Property tokenization, similar to any tokenization, takes out boundaries identified within an area. Nothing keeps you from purchasing a property on the opposite side of the world where it might be the middle of the night where that property is located. There are no city, county, state, or country regulations that say you can’t purchase that property.

  • Speed of Investment

One of the biggest advantages real estate tokenization has is the lack of restriction on how quickly you can invest in a property. Gone are the days of having to get approved by various entities or funding sources and filling out loads of paperwork. Transaction times decreases tenfold because tokenization cuts out all of the middlemen.

  • Less Fees and Non-Guarantees

The innovation of blockchain eliminates fees that become obstructions, such as public accountant charges and bank expenses. This increases the investor's profits and shortens the timeline involved with raising or accessing capital, which smooths out the whole transaction.

Conclusion

Until now, putting resources into real estate has, for the most part, required huge amounts of cash. If you buy tokenized real estate, that all changes. One does not need to buy a whole property.
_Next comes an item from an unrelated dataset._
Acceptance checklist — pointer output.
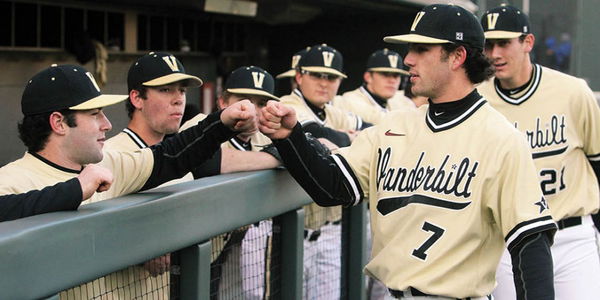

A specific property can be divided into a great many tokens, which creates a larger community around properties and provides a great deal of benefits like extended ownership and a much more secure proof of ownership.

Because of the tokenization of real estate, now anyone can get started in a more modest shareholding method. A large initial investment is no longer needed.

Real estate tokenization is consequently expected to turn into a tool that will be safe for both financial investors and property owners. Investors and property owners have experienced increased investment opportunities because of the utilization of this innovation. Real estate tokenization is changing the world as we know it and will continue to innovate and disrupt the real estate market.